# Info from DRI Friends FB Group



## LEMONLEE (Feb 27, 2022)

I am copying this from a post in the 'Diamond Resorts US Friends' Facebook group. I can't speak to the validity of the information, but this was posted by the admin of the group, who is a Diamond owner and has always seemed to provide trustworthy information, but who knows? We are a legacy weeks owner, so this information doesn't help us, but thought others might be interested:

Okay. Many won't like this post (hell, I don't either). I have seen documents (sorry, I can't post them at this time) that gives more insight as to what will happen. The date for this happening is 01 Apr 2022. I will try to list some of the highlights. If you have a question, I will try and look it up on the paperwork I received.
- Club Combo goes away along with any loyalty received from having Club Combo.
- Loyalty upgrades are gone (no more booking a 1 bdrm and paying X dollars to upgrade to a 2 bdrm).
- Reservation windows seem to have shrunk to 10 months for Standard, Silver, and Gold. 11 months for Platinum and Centum.
- You will have to pay to save your points to the following year.
- Open Season (the ability to book into the other side's resorts) is at the 6 month point.
- RPP will go away (both paid and free)
- Cost of Diamond Value points (one time use points) have increased.
- DP (Diamond Preference) has gone away (where you could pick a specific unit).
- Early check in for Gold, Platinum, and Centum owners is gone.
These are all supposed to take place starting 01 Apr 2022.
Another issue though not verified as of yet is that folks who don't purchase into HGV Max will see limited availability and higher point values for the old Diamond resorts.
This is pretty much all of the info I have at the moment but if y'all have questions, I'll do my best to answer them.


----------



## dioxide45 (Feb 27, 2022)

Sounds like something someone heard at a sales presentation...


----------



## LEMONLEE (Feb 27, 2022)

He claims that the information was provided not from a sales presentation but "as a courtesy from a friend who wanted people to have time to make good decisions instead of on the spot bad decisions. If HGVC operates like Diamond did in the past, you would find this out on the 2nd of Apr when you couldn't do something you've always been able to do."  But again, who knows...


----------



## geist1223 (Feb 27, 2022)

Question if Club Combination/Club Select is written into my Contract as is this applying to my Status how can they do away with it?


----------



## dougp26364 (Feb 28, 2022)

Until you see it in an official statement from Hilton, it’s just a rumor.

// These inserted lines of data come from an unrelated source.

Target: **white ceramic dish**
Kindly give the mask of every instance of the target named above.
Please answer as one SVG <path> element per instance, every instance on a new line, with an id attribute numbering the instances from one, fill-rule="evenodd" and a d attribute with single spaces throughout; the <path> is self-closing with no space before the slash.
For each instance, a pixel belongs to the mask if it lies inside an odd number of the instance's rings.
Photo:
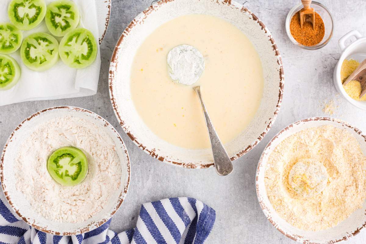
<path id="1" fill-rule="evenodd" d="M 131 65 L 137 50 L 145 38 L 162 24 L 193 14 L 212 15 L 231 23 L 247 35 L 259 55 L 265 82 L 261 103 L 247 128 L 225 146 L 234 160 L 257 145 L 269 129 L 281 106 L 284 78 L 282 62 L 269 31 L 254 14 L 234 1 L 165 0 L 155 3 L 140 14 L 126 28 L 115 49 L 109 68 L 109 94 L 121 126 L 144 151 L 160 161 L 175 165 L 206 168 L 213 165 L 211 149 L 184 149 L 158 137 L 142 121 L 135 109 L 130 89 Z"/>
<path id="2" fill-rule="evenodd" d="M 348 46 L 346 41 L 352 37 L 356 40 Z M 357 101 L 351 98 L 344 90 L 341 81 L 341 68 L 345 59 L 352 58 L 361 63 L 366 59 L 366 37 L 363 37 L 358 31 L 351 30 L 339 39 L 338 45 L 342 55 L 337 63 L 333 74 L 334 85 L 340 93 L 352 105 L 362 109 L 366 110 L 366 101 Z"/>
<path id="3" fill-rule="evenodd" d="M 348 218 L 333 228 L 318 232 L 300 230 L 290 225 L 276 212 L 267 195 L 264 184 L 266 165 L 268 157 L 276 146 L 284 139 L 300 131 L 311 127 L 330 125 L 346 129 L 351 133 L 361 145 L 366 154 L 366 135 L 346 122 L 332 118 L 316 117 L 300 120 L 280 131 L 268 143 L 261 157 L 257 168 L 255 187 L 257 196 L 263 213 L 269 222 L 283 234 L 304 243 L 333 243 L 345 240 L 358 233 L 366 226 L 366 201 L 362 208 L 354 212 Z"/>
<path id="4" fill-rule="evenodd" d="M 86 119 L 102 128 L 116 145 L 120 160 L 121 185 L 102 211 L 82 223 L 63 223 L 51 221 L 33 211 L 27 200 L 15 187 L 14 159 L 19 145 L 34 127 L 45 120 L 59 116 L 70 115 Z M 4 147 L 0 160 L 0 177 L 4 194 L 15 213 L 30 225 L 47 233 L 63 236 L 78 234 L 95 229 L 108 221 L 117 211 L 127 193 L 130 183 L 130 159 L 124 143 L 116 130 L 107 121 L 88 110 L 75 107 L 55 107 L 37 112 L 26 119 L 14 130 Z"/>
<path id="5" fill-rule="evenodd" d="M 99 44 L 102 43 L 107 31 L 111 16 L 112 0 L 95 0 L 98 19 L 98 30 L 99 32 Z"/>

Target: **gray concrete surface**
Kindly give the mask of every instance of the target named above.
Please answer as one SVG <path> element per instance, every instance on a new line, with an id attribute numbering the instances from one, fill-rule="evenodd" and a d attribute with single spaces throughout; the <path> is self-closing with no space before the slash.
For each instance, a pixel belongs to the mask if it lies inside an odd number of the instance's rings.
<path id="1" fill-rule="evenodd" d="M 333 83 L 333 70 L 340 56 L 337 42 L 355 29 L 366 35 L 366 1 L 323 0 L 333 14 L 334 35 L 325 47 L 304 50 L 294 45 L 286 35 L 285 20 L 299 1 L 239 1 L 254 12 L 272 33 L 282 55 L 285 92 L 280 113 L 272 128 L 255 148 L 234 162 L 230 175 L 219 176 L 214 169 L 193 170 L 165 164 L 138 148 L 123 132 L 109 101 L 108 78 L 110 58 L 120 35 L 151 0 L 112 0 L 109 27 L 101 46 L 102 65 L 98 91 L 95 95 L 53 101 L 27 102 L 0 107 L 0 146 L 22 120 L 41 109 L 57 105 L 84 108 L 102 116 L 113 125 L 126 143 L 131 160 L 131 179 L 128 193 L 114 217 L 111 228 L 119 232 L 136 224 L 140 204 L 170 197 L 189 196 L 199 199 L 216 211 L 213 229 L 206 243 L 294 243 L 275 229 L 262 213 L 255 189 L 254 176 L 263 149 L 276 133 L 295 121 L 329 115 L 322 110 L 324 102 L 334 100 L 333 117 L 366 131 L 366 111 L 348 104 L 338 95 Z M 366 243 L 363 230 L 345 243 Z"/>

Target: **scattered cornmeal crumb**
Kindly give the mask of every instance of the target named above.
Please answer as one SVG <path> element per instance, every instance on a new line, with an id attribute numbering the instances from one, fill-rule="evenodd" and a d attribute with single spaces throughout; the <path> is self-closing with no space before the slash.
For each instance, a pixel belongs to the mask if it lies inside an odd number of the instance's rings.
<path id="1" fill-rule="evenodd" d="M 346 81 L 359 65 L 360 63 L 354 59 L 344 60 L 341 68 L 341 80 L 342 83 Z M 344 85 L 343 88 L 351 98 L 358 101 L 366 101 L 366 95 L 360 98 L 362 89 L 361 83 L 358 80 L 351 80 L 347 85 Z"/>
<path id="2" fill-rule="evenodd" d="M 332 100 L 329 101 L 327 103 L 323 104 L 323 112 L 329 115 L 333 115 L 334 113 L 335 110 L 338 107 L 334 104 L 334 102 Z"/>
<path id="3" fill-rule="evenodd" d="M 265 170 L 273 208 L 301 229 L 333 227 L 362 208 L 366 198 L 366 156 L 351 134 L 332 125 L 285 139 L 270 155 Z"/>

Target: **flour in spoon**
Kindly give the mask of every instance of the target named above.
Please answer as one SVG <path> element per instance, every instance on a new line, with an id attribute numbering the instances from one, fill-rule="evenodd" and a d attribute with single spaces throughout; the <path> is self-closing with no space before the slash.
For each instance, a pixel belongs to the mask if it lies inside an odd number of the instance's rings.
<path id="1" fill-rule="evenodd" d="M 172 72 L 169 75 L 180 84 L 191 85 L 205 70 L 205 60 L 199 51 L 190 45 L 179 45 L 168 54 L 168 64 Z"/>
<path id="2" fill-rule="evenodd" d="M 47 170 L 48 157 L 62 147 L 80 149 L 89 170 L 81 183 L 63 186 Z M 33 210 L 58 222 L 80 223 L 101 211 L 120 184 L 116 146 L 102 128 L 83 119 L 65 116 L 37 125 L 19 147 L 14 172 L 17 189 Z"/>

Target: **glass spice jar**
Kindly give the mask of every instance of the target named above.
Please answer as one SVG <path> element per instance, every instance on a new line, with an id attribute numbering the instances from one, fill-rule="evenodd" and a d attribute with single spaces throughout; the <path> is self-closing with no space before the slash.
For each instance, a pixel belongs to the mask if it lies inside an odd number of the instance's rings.
<path id="1" fill-rule="evenodd" d="M 319 14 L 324 22 L 324 35 L 320 42 L 314 46 L 305 46 L 298 42 L 291 34 L 290 31 L 290 23 L 292 17 L 295 14 L 299 14 L 298 12 L 303 7 L 301 3 L 292 8 L 287 15 L 287 17 L 286 18 L 286 32 L 290 40 L 294 44 L 304 49 L 315 50 L 324 46 L 330 40 L 333 36 L 334 22 L 332 14 L 325 6 L 320 3 L 313 1 L 311 2 L 311 7 L 314 8 L 315 12 Z"/>

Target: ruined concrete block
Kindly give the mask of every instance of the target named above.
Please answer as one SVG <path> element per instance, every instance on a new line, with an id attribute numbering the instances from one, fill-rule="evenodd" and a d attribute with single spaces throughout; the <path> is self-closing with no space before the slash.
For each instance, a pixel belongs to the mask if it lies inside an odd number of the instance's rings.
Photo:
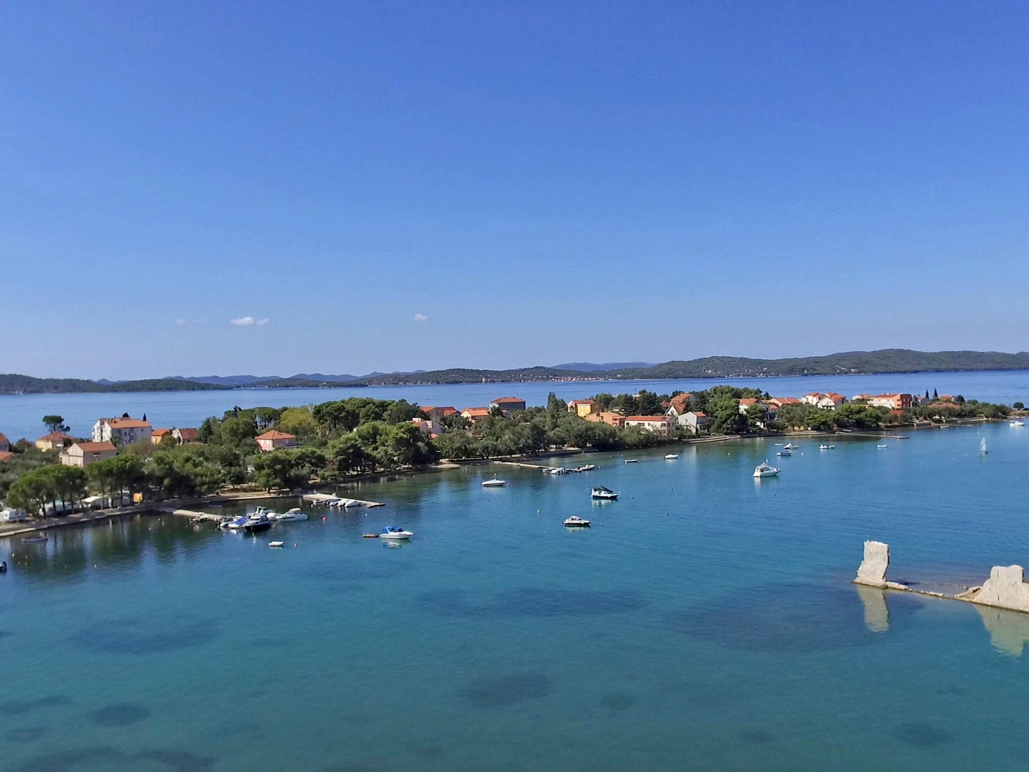
<path id="1" fill-rule="evenodd" d="M 890 566 L 890 546 L 882 541 L 865 541 L 864 558 L 857 568 L 855 585 L 886 587 L 886 569 Z"/>
<path id="2" fill-rule="evenodd" d="M 1029 585 L 1020 565 L 995 565 L 972 603 L 1029 612 Z"/>

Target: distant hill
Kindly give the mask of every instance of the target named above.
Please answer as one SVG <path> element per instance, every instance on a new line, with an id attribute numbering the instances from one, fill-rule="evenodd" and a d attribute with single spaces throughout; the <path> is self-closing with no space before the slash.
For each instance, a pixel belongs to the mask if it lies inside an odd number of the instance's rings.
<path id="1" fill-rule="evenodd" d="M 752 378 L 1026 369 L 1029 369 L 1029 352 L 880 349 L 790 359 L 708 356 L 612 371 L 611 375 L 617 378 Z"/>
<path id="2" fill-rule="evenodd" d="M 582 373 L 602 373 L 610 370 L 631 370 L 634 367 L 652 367 L 653 362 L 565 362 L 553 365 L 554 370 L 577 370 Z"/>
<path id="3" fill-rule="evenodd" d="M 291 378 L 275 376 L 199 376 L 185 379 L 158 378 L 143 381 L 87 381 L 75 378 L 32 378 L 0 375 L 0 394 L 69 393 L 98 391 L 193 391 L 198 389 L 314 388 L 320 386 L 368 386 L 442 383 L 523 383 L 532 381 L 755 378 L 774 376 L 871 375 L 875 373 L 938 373 L 960 371 L 1029 370 L 1029 352 L 1008 354 L 1002 351 L 913 351 L 881 349 L 847 351 L 825 356 L 788 359 L 752 359 L 739 356 L 706 356 L 662 362 L 645 366 L 572 362 L 571 366 L 519 367 L 514 370 L 414 371 L 412 373 L 376 373 L 360 378 L 349 375 L 325 376 L 299 374 Z M 635 365 L 636 362 L 627 362 Z M 583 370 L 583 366 L 598 370 Z M 603 370 L 599 370 L 603 367 Z M 610 369 L 609 369 L 610 367 Z M 203 380 L 200 380 L 203 379 Z M 209 382 L 215 381 L 217 382 Z M 235 381 L 235 382 L 229 382 Z"/>
<path id="4" fill-rule="evenodd" d="M 409 385 L 420 383 L 517 383 L 520 381 L 555 381 L 561 378 L 596 378 L 596 374 L 555 367 L 519 367 L 517 370 L 450 370 L 419 371 L 416 373 L 391 373 L 360 379 L 369 386 Z"/>
<path id="5" fill-rule="evenodd" d="M 103 391 L 203 391 L 226 388 L 229 387 L 183 381 L 174 378 L 149 378 L 142 381 L 100 383 L 81 378 L 33 378 L 13 373 L 0 375 L 0 394 L 74 394 Z"/>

Any of these are a reasonable concern as Hilton doesn’t offer these benefits and they charge additional fees for things such as saving points. They also charge a lower Club membership fee than DRI, so the ala carte fees make sense as you only pay for what you use.

This looks to me as if someone has made assumptions based on a knowledge of how Hilton runs their club, not s9 eth8ng that’s been put in writing.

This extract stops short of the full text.